Concerning 2 knights endgames, first you talked of pawn span, and now you claim that it is minimal number of pawns, actually non-existent, that gives white the decisive advantage in RB vs NN. Sliding pieces really become increasingly stronger as pawns come off, but that is far from insufficient to explain how it is possible to win such an endgame with only 150cps material edge. You need to consider also other factors.
Where do you get this 150cP from? Last time I checked a Rook alone is worth 175cP more than a Knight. Besides, 150cP is about the draw margin for Chess. So quite naturally some 150cP advantages would be wins, other would be draws. How did you select this position? Is it an exception, or is KRBKNN a generally-won end-game? There are plenty of KRKN positions that are won.

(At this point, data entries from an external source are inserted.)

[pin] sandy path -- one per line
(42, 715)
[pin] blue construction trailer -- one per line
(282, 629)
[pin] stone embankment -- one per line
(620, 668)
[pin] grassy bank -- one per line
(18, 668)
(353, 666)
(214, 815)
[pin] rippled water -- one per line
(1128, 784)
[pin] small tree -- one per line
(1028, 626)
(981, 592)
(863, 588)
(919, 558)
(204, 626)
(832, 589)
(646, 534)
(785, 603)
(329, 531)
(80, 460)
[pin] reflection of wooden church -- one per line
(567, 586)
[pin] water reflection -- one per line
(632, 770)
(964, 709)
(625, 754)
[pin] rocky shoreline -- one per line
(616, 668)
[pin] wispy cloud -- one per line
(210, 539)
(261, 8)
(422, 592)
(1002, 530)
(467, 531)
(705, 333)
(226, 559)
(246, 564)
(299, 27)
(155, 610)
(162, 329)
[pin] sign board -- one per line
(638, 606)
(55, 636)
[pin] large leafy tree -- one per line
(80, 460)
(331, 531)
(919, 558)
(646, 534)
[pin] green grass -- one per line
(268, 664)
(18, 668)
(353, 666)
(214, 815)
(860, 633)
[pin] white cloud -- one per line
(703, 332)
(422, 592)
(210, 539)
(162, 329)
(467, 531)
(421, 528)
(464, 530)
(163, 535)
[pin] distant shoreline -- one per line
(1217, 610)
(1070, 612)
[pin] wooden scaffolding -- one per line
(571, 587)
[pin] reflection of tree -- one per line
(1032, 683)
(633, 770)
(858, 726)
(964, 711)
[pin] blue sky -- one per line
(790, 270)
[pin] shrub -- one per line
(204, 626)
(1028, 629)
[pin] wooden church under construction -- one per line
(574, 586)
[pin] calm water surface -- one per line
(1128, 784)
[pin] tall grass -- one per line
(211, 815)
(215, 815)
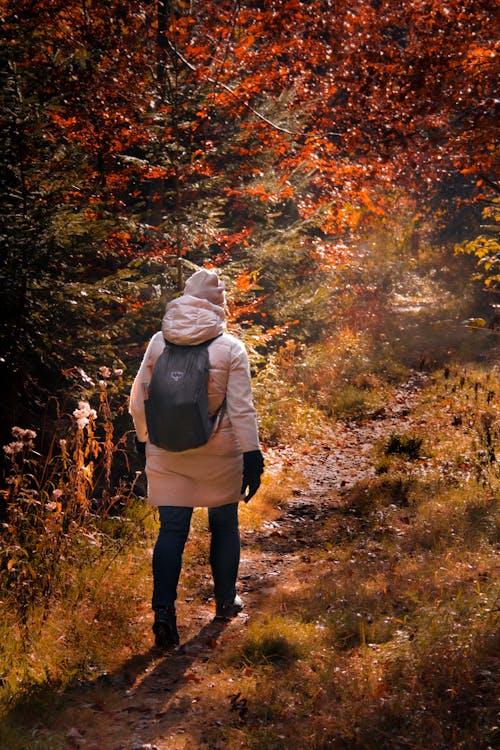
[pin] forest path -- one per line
(163, 701)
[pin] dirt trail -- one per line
(154, 701)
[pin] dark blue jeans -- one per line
(224, 551)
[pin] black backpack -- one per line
(176, 409)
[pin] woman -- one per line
(216, 475)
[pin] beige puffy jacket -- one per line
(210, 474)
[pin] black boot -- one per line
(165, 627)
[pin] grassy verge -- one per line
(384, 635)
(389, 636)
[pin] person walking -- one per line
(219, 474)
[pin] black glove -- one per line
(253, 466)
(140, 448)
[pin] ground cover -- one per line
(368, 573)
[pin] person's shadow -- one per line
(144, 687)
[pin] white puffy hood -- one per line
(191, 320)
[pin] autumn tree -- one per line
(263, 137)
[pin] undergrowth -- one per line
(388, 637)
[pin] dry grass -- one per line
(382, 637)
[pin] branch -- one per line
(233, 94)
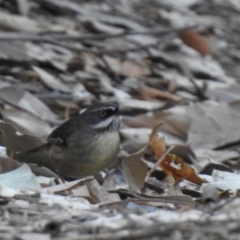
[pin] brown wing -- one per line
(63, 131)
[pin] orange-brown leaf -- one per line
(175, 166)
(149, 93)
(158, 146)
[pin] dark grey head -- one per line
(103, 116)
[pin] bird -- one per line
(86, 144)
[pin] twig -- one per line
(158, 162)
(15, 36)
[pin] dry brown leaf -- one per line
(175, 166)
(175, 121)
(134, 169)
(158, 145)
(148, 93)
(66, 186)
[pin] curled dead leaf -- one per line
(175, 166)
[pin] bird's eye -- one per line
(102, 113)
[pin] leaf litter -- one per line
(59, 57)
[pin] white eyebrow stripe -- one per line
(103, 123)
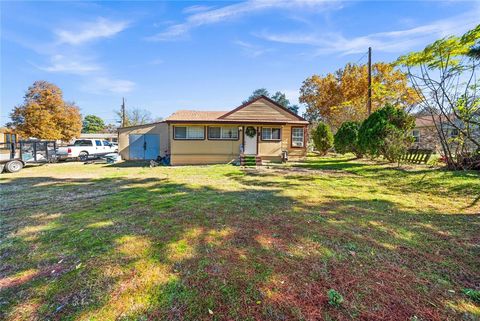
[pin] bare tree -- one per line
(445, 76)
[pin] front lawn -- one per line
(99, 242)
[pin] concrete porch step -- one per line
(250, 160)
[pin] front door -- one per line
(144, 146)
(250, 147)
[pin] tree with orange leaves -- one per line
(342, 96)
(45, 115)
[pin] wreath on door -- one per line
(250, 131)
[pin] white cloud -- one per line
(251, 50)
(99, 85)
(196, 8)
(211, 16)
(391, 41)
(101, 28)
(71, 65)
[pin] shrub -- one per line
(472, 294)
(346, 139)
(386, 132)
(322, 138)
(334, 298)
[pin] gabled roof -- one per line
(271, 101)
(249, 112)
(195, 115)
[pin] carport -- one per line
(143, 142)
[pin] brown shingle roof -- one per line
(196, 115)
(219, 116)
(424, 121)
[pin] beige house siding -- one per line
(186, 152)
(428, 139)
(157, 128)
(294, 153)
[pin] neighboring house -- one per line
(7, 137)
(260, 127)
(426, 136)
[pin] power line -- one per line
(366, 53)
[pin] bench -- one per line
(417, 156)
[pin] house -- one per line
(111, 137)
(7, 138)
(426, 136)
(260, 128)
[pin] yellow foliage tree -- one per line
(342, 96)
(45, 115)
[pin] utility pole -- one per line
(123, 111)
(369, 100)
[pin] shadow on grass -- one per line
(153, 248)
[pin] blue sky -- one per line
(165, 56)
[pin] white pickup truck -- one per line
(83, 148)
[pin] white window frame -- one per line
(223, 131)
(188, 131)
(298, 141)
(271, 133)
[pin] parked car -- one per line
(14, 156)
(82, 149)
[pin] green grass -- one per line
(129, 242)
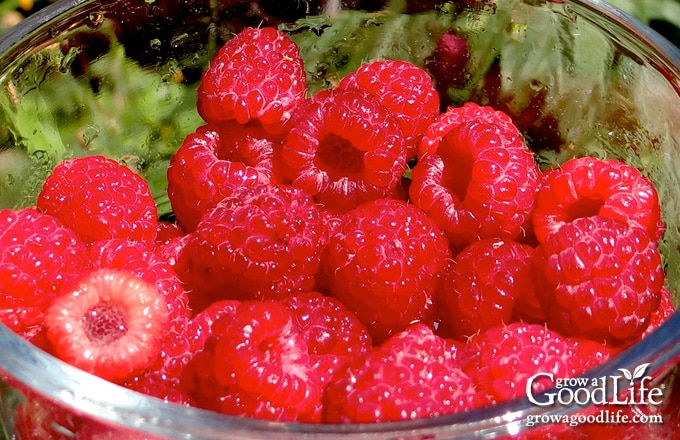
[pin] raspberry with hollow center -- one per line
(109, 323)
(256, 364)
(589, 186)
(480, 183)
(599, 278)
(383, 263)
(184, 339)
(257, 75)
(261, 242)
(121, 207)
(212, 162)
(39, 254)
(344, 148)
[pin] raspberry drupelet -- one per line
(256, 363)
(383, 263)
(256, 76)
(412, 375)
(405, 90)
(261, 242)
(599, 278)
(480, 183)
(121, 207)
(212, 162)
(588, 186)
(39, 255)
(109, 322)
(344, 148)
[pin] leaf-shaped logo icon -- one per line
(627, 374)
(639, 371)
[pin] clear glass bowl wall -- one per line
(119, 78)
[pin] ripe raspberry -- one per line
(334, 334)
(182, 341)
(599, 278)
(262, 242)
(414, 374)
(109, 323)
(501, 359)
(662, 313)
(39, 254)
(405, 90)
(99, 198)
(453, 117)
(589, 186)
(256, 364)
(383, 263)
(483, 285)
(344, 148)
(212, 162)
(171, 250)
(166, 232)
(480, 183)
(140, 259)
(257, 75)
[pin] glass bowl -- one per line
(119, 78)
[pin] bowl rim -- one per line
(125, 408)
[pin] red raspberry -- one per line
(405, 90)
(262, 242)
(182, 341)
(662, 313)
(484, 284)
(212, 162)
(383, 264)
(256, 364)
(481, 182)
(167, 231)
(344, 148)
(589, 186)
(140, 259)
(501, 359)
(414, 374)
(333, 333)
(599, 278)
(99, 198)
(257, 75)
(109, 323)
(39, 253)
(453, 117)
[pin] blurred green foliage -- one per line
(661, 15)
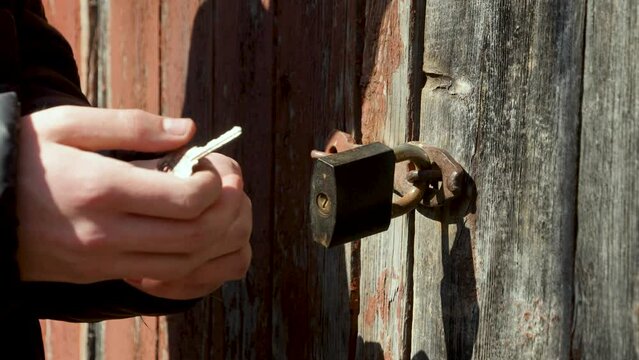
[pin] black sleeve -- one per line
(48, 77)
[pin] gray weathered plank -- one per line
(386, 259)
(502, 94)
(607, 254)
(315, 92)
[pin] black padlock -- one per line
(352, 194)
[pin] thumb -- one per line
(109, 129)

And again, whether a single imbalanced position is won or not doesn't say anything about redundancy. It only tells us something about piece values.
[d]4q3/5n2/3nk3/8/8/2R1B3/4K3/4Q3 w - - 0 1
You might also want to take a look at the below position
....
I would appreciate very much if someone posts engine analysis, even if brief, on the above 2 positions. I guess that the score of black will be better in the second position with added queens.
What would that prove? Engines report the scores that were programmed in there evaluations. Garbage in, garbage out...
So yes, comparison between those two positions (with or without the Queens) is relevant for the 'Queen redundancy' compared to the other pieces. But analyzing it with an engine will tell you exactly zero about the issue. No engine will be able to decide if the position is won or not (i.e. calculate all the way to the mate). And if it would, it would still not tell you anything, because it could just accidentally be a won position of a generally drawn end-game, or vice versa. You would have to try many different positions with that material composition, and look at the percentage of wins.
What would help is to empirically play out the position between equally strong opponents, which randomize their early moves well enough to first generate a large number of independent positions from it before something really gets traded or otherwise decided. Or randomly generate such a set of starting positions with this material, to allow the use of non-randomizing engines for this.
Analyzing the position will only tell you what redundancy penalty the engine has built in. Which is completely useles infos, as whatever it has built in, you wouldn't know if it is any good.